You can see that some server owners would make registration required for all players for instance, or authentication required for moderators and players with special privileges!
As of now, I have planned several more features:
- allowing a player to reset their passwords on a server, without interaction of the server owner
- allowing a player to change their email for their identify.
- allowing a server owner to change the email for their registered server.
Why am I writing this?
- some way to create a level of trust that allows players to say "it's really me" and having an actuall way to verify that, will certainly help some servers to open up to more players from the internet.
- some way for players to stay in control over their accounts on servers, prevent account sharing and borrowing and just being a little bit more careful with it.
- some way for players to recover a lost password without interaction, in a safe and validated way.
- a way for server owners to show the same level of trust - players can now verify and know that server owners also have to confirm their identity, and so there's a way to spot "stolen" server identities.
Are you using this yourself?
No. I do not intend to enable this for my own server. The server I run does not suffer from most of the problems that this is intended to solve due to its unique nature. I may change my mind in the future but for now I don't see a reason to.
How do I enable this or use this?
I have deployed a public instance of the mt2fa service.
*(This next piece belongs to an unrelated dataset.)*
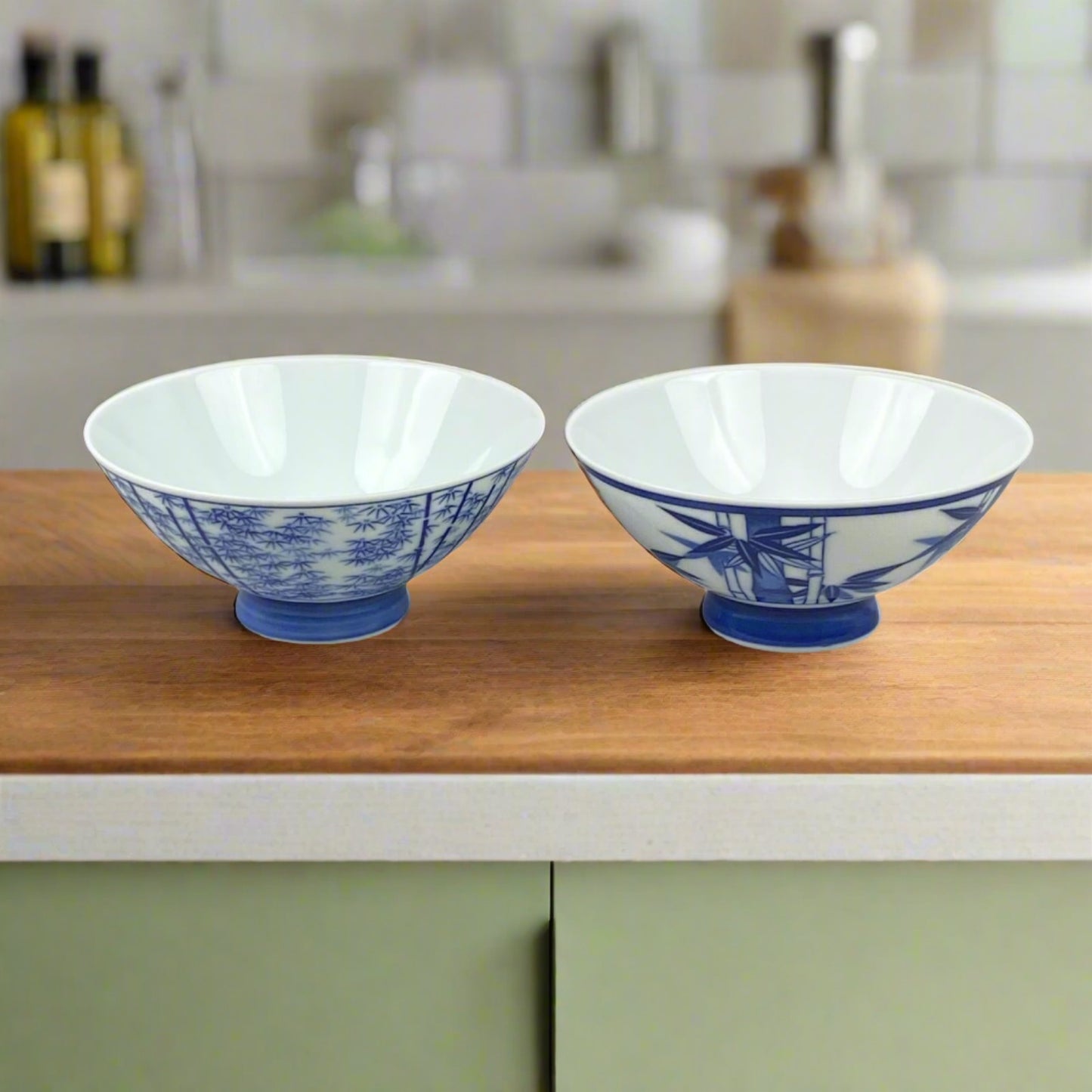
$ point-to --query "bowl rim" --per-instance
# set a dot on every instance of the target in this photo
(360, 498)
(897, 503)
I will run this service and everyone is free to use it for the purposes shown above. I will also post a server `mod` that allows your server to use all the functionality listed above, and all the code (including all the server code) so that you can verify what it does, and help me develop it further.
You can run your own mt2fa instance, but I would not recommend it, as this would make things more complex for players, since then they would have identifies on several mt2fa servers. However, I won't stop you from doing this.
I will maintain and keep maintained the mt2fa public instance. You and anyone running a minetest server can use it as long as you want.
What about privacy?
I will post a privacy policy soon. It will be reasonable, there will be no sharing of any personal data, email etc. unless required by law. We will not post any specific data but we will monitor usage and make statistics available but not anything with personal data (emails).
Show me the code already!
This is the part you want for your server:
Minetest server mod Project: https://github.com/sofar/mt2fa
License: ISC
Dependencies: none
Archive download: https://github.com/sofar/mt2fa/archive/master.zip
You don't need this, you can, and probably should, use the public mt2fa server URL instead:
MT2FA Service daemon Project: https://github.com/sofar/mt2fa-server
License: ISC
Dependencies: nginx or apache,
Archive download: https://github.com/sofar/mt2fa-server/a ... master.zip
(Binaries for x86_64 linux will be posted at a later stage).